For simplicity let's consider one quark flavor. There are two distinct Weyl spinors involved here: a left-chiral Weyl spinor $q_L$ and a right-chiral Weyl spinor $q_R$, both of which transform in the fundamental representation $3$. Intuitively, the theory is not chiral, because both chiralities are being treated the same way, but how is this equivalent to Preskill's definition, when $3 \oplus 3$ is complex?
Note a left-chiral Weyl spinor in a representation $R$ is exactly the same thing as a right-chiral Weyl spinor in the conjugate representation $R^*$ (as I explain here). So it is inherently ambiguous what representation "the fermions" transform under. Depending on whether I want to use left-chiral or right-chiral spinors, it could be $3 \oplus 3$, $3 \oplus \bar{3}$, or $\bar{3} \oplus \bar{3}$.
The convention used here is to make everything left-chiral for consistency, just as done in GUT model building. Then the representation for the quark is $3 \oplus \bar{3}$ which is perfectly real. Contrast this with the electroweak theory with $SU(2)_L \times U(1)_Y$, where one quark generation would be in $(2, 1/6) \oplus (1, -2/3) \oplus (1, 1/3)$, which is complex.

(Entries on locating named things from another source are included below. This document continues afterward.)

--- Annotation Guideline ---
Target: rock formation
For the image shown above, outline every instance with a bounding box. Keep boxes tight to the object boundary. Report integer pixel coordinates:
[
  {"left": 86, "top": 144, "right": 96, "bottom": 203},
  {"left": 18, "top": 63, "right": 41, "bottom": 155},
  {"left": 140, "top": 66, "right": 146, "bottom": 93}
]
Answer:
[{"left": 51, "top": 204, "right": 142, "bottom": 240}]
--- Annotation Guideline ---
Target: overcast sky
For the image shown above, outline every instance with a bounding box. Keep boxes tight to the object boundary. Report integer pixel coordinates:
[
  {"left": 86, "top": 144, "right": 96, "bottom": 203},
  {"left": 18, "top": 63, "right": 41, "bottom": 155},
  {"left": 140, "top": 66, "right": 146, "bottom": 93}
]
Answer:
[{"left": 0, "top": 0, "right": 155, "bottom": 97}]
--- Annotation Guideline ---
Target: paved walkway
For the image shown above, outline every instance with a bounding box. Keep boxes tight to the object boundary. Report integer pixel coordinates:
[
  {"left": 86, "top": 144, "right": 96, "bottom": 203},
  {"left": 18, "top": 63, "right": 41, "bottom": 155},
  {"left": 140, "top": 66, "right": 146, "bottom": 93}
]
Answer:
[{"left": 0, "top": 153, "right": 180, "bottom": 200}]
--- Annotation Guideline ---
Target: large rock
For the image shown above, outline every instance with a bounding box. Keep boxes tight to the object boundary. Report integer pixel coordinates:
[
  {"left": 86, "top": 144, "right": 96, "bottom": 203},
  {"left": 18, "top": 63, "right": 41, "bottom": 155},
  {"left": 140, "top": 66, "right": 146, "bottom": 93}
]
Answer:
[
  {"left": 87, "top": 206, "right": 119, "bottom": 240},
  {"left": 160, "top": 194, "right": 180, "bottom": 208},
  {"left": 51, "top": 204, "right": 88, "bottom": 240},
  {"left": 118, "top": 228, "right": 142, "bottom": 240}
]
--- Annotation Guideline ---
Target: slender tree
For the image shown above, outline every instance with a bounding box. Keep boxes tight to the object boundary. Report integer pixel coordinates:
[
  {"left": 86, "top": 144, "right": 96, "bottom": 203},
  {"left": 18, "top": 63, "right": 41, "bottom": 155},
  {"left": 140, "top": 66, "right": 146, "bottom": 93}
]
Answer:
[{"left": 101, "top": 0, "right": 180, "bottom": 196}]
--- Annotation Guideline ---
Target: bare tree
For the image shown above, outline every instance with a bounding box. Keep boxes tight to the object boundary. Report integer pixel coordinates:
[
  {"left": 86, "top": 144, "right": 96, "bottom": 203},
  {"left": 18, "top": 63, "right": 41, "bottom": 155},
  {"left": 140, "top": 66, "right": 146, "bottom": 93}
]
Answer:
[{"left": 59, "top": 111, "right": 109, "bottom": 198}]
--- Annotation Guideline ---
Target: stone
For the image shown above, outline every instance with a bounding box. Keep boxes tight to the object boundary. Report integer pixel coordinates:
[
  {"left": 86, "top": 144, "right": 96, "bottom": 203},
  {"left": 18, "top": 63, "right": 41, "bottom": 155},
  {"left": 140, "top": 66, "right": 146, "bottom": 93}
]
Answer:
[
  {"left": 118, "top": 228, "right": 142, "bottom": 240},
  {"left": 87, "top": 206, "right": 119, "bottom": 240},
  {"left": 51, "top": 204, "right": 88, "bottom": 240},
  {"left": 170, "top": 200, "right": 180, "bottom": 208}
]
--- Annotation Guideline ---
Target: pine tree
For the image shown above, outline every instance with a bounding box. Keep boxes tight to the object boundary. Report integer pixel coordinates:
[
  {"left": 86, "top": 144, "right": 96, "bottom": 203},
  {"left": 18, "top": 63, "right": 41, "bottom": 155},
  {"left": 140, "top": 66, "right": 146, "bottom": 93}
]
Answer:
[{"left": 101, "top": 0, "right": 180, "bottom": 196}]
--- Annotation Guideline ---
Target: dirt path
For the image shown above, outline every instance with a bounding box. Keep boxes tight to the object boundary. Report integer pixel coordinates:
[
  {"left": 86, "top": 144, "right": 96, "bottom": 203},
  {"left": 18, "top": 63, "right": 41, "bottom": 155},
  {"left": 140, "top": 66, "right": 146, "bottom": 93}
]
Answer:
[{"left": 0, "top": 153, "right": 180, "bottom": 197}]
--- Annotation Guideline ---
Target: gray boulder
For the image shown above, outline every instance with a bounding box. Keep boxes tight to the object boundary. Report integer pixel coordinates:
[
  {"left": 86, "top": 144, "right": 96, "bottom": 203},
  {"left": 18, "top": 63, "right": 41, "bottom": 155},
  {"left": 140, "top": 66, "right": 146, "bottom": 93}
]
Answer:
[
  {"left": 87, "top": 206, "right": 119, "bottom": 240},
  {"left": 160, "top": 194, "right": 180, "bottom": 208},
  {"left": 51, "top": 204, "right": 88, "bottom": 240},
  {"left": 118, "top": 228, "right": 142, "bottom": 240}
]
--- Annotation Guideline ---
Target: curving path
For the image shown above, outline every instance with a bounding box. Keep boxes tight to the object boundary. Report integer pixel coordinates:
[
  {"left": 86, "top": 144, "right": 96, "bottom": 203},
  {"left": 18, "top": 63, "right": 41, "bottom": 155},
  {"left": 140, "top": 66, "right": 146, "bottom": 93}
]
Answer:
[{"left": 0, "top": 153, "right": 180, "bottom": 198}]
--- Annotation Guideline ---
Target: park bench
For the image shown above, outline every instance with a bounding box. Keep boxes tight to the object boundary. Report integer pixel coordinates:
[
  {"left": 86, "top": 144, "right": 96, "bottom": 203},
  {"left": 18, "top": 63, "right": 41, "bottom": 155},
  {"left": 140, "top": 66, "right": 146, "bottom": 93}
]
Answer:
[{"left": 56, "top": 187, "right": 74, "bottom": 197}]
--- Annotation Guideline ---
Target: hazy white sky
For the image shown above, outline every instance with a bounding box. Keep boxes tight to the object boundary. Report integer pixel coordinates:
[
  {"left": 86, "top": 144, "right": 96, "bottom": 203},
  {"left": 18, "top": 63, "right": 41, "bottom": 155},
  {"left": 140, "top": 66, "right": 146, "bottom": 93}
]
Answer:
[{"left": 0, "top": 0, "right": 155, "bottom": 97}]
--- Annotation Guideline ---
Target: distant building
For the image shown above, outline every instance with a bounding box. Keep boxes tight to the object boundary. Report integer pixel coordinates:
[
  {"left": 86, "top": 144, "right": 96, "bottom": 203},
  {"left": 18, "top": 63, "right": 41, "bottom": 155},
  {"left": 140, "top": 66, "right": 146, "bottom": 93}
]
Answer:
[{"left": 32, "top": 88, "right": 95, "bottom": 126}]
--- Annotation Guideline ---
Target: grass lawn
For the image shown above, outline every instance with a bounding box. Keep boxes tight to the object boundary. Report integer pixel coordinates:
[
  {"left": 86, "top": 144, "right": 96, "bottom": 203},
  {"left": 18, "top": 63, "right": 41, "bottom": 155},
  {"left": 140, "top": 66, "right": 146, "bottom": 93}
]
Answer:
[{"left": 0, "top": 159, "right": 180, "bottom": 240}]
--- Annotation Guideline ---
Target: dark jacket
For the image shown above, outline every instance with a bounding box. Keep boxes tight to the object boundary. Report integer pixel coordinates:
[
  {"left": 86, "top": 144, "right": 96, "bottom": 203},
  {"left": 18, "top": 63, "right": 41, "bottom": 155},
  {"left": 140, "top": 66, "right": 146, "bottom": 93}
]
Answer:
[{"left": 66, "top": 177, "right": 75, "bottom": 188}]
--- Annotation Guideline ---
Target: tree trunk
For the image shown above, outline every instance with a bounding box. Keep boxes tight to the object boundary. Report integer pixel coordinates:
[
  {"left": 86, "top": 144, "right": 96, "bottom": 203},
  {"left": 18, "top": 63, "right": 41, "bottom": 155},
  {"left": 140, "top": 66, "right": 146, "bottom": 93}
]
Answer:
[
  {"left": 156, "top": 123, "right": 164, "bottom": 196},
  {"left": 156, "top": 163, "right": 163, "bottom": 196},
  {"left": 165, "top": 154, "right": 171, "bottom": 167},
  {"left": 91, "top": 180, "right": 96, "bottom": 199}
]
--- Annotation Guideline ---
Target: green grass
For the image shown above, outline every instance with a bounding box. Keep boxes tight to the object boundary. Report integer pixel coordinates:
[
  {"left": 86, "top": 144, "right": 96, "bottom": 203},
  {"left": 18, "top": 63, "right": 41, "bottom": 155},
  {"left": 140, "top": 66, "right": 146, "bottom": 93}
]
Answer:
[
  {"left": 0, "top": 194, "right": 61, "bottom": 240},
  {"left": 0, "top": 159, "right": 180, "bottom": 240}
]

Regarding your counterexample: it is true that QCD contains fermions in the complex representation of the gauge group. However, the gauge group in this case is not chiral symmetry, but $SU(N_c)$ colour symmetry. Hence it is possible that chiral symmetry is broken and fermions acquire mass. This can happen through spontaneous, explicit and anomalous symmetry breaking.